Idarubicin-intensified haploidentical HSCT with GvHD prophylaxis of ATG and basiliximab provides comparable results to sibling donors in high-risk acute leukemia
Zhang, R., Shi, W., Wang, H. F., You, Y., Zhong, Z. D., Li, W. M., Zhang, C., Lu, X., Wang, Y. D., Zheng, P., et al
Bone Marrow Transplantation. 2017;52(9):1253-1260
Abstract
We designed a novel haploidentical hematopoietic stem cell transplantation (haplo-HSCT) system using idarubicin (IDA) intensified conditioning regimens and combination of antithymocyte globulin and basiliximab for GvHD prophylaxis.

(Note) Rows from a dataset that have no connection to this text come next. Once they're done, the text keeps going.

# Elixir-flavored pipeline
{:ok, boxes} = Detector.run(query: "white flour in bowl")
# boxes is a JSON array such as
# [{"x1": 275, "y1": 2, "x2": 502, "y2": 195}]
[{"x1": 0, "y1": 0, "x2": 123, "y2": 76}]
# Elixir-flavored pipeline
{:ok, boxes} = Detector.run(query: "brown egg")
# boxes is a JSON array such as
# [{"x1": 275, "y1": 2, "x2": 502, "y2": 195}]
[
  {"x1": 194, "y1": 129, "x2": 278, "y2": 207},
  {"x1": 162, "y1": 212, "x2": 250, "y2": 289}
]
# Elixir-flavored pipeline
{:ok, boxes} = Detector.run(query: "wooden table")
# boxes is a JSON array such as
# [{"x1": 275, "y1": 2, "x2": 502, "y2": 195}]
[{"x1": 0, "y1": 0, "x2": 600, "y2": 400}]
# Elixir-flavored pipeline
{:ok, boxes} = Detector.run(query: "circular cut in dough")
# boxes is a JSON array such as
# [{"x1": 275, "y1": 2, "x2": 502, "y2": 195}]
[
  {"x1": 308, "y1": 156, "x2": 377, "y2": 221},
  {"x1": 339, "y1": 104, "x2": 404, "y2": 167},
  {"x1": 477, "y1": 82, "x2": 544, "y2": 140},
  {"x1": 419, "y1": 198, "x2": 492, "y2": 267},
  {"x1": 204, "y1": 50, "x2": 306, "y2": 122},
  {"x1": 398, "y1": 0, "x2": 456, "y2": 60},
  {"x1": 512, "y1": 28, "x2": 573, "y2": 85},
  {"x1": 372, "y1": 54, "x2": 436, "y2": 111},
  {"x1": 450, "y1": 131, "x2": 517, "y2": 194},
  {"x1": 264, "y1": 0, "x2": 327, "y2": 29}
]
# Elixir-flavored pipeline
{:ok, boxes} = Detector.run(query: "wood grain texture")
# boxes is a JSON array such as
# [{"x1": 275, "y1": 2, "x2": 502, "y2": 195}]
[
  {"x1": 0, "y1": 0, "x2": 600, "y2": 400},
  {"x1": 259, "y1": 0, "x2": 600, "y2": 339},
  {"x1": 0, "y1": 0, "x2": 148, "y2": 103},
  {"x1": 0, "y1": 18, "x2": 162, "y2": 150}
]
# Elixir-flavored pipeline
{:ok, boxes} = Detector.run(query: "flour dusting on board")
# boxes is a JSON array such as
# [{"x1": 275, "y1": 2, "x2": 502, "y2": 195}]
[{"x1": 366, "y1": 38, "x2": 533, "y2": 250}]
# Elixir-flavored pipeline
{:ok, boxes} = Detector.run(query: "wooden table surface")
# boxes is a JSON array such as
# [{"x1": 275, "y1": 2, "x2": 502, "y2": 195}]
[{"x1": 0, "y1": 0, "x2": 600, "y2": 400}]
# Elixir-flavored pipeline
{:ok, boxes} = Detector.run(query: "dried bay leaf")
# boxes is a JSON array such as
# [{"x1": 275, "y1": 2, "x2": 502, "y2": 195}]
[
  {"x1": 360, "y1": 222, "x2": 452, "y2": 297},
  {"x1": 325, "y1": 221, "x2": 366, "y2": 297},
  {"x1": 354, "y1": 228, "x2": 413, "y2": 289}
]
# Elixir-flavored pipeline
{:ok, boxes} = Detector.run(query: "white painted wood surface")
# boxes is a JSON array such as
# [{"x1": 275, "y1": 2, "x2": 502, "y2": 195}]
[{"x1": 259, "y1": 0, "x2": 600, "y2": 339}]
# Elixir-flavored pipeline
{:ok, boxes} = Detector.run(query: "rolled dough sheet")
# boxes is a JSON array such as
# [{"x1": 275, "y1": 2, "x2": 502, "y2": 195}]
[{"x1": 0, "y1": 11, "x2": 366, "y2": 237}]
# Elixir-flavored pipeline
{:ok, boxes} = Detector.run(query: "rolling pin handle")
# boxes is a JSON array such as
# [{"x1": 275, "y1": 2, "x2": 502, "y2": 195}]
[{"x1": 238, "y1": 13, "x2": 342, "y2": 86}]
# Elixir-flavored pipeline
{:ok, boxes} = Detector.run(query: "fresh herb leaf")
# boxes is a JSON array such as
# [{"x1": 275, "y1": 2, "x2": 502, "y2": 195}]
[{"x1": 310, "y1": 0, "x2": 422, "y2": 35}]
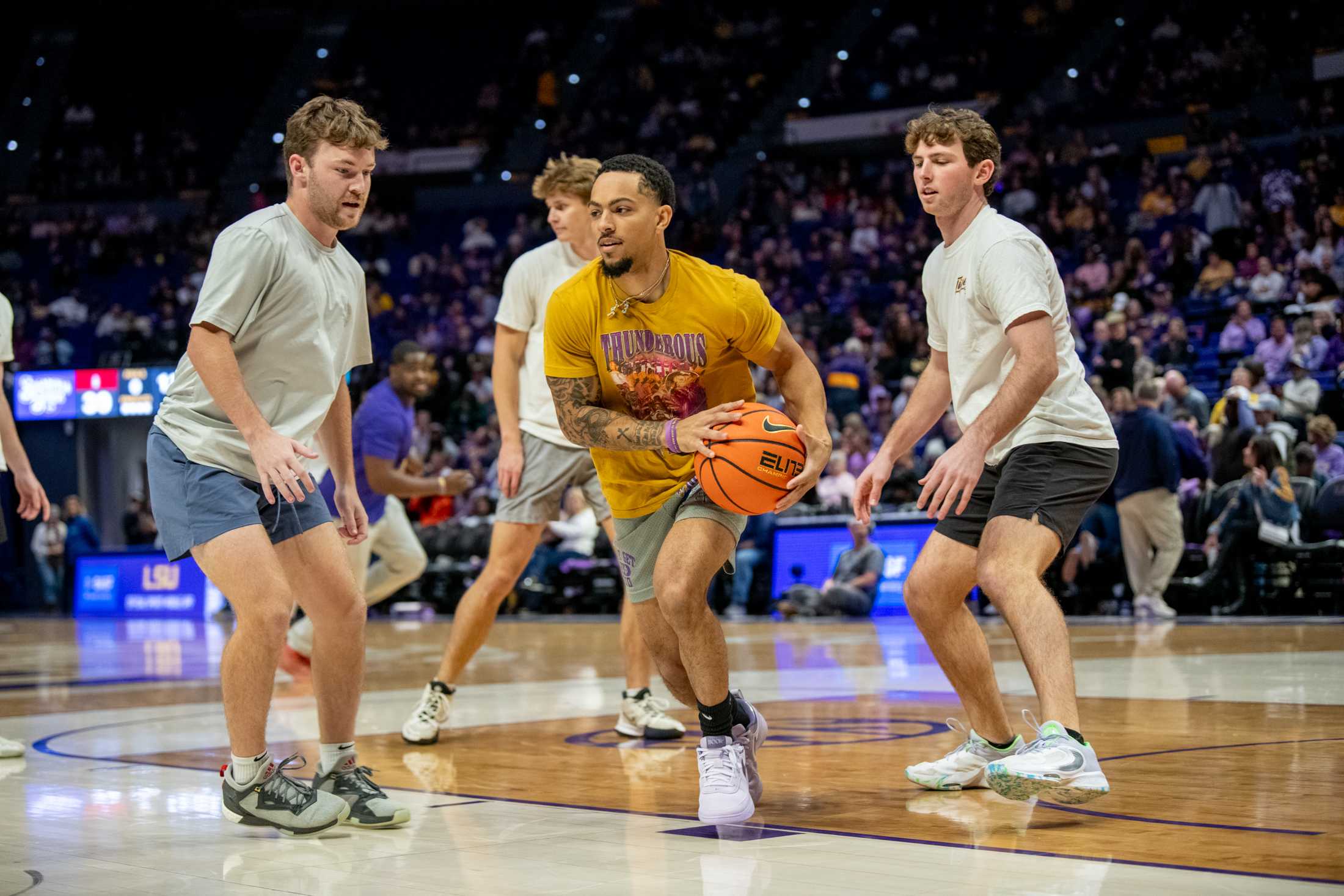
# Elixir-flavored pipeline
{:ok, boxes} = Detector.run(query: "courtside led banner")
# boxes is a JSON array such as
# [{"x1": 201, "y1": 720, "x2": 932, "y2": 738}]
[{"x1": 13, "y1": 366, "x2": 175, "y2": 420}]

The outcomes of 110 high-risk acute leukemia patients undergoing haplo-HSCT were compared with 69 contemporaneous high-risk patients receiving HLA-matched sibling transplantation using uniform IDA-intensified regimens. The relapse incidence of haplo-HSCT was 23.4%, and 3-year overall survival (OS) and disease-free survival (DFS) achieved 62.9%, 59.1%, respectively. The cumulative incidences of II-IV and III-IV aGvHD were 28.6 and 14.3%, while limited and extensive cGvHD were 19.4, 13.8%. All these results were equivalent to those of concurrent identical sibling transplantation. Three-year OS and DFS for patients in advance stage reached 48.5, 47.3%. Furthermore, the relapse, 3-year OS of positive minimal residual disease (MRD) patients did not differ from negative MRD patients (18.9% vs 11.5%, 63.6% vs 69.6%), indicating our intensified haplo-HSCT technique could circumvent the dismal prognosis of MRD. These data provide reinforcing evidence that our haplo-HSCT system could dramatically improve the survival of high-risk acute leukemia with low relapse and acceptable transplantation-related mortality, and might be a promising therapeutic option for high-risk patients.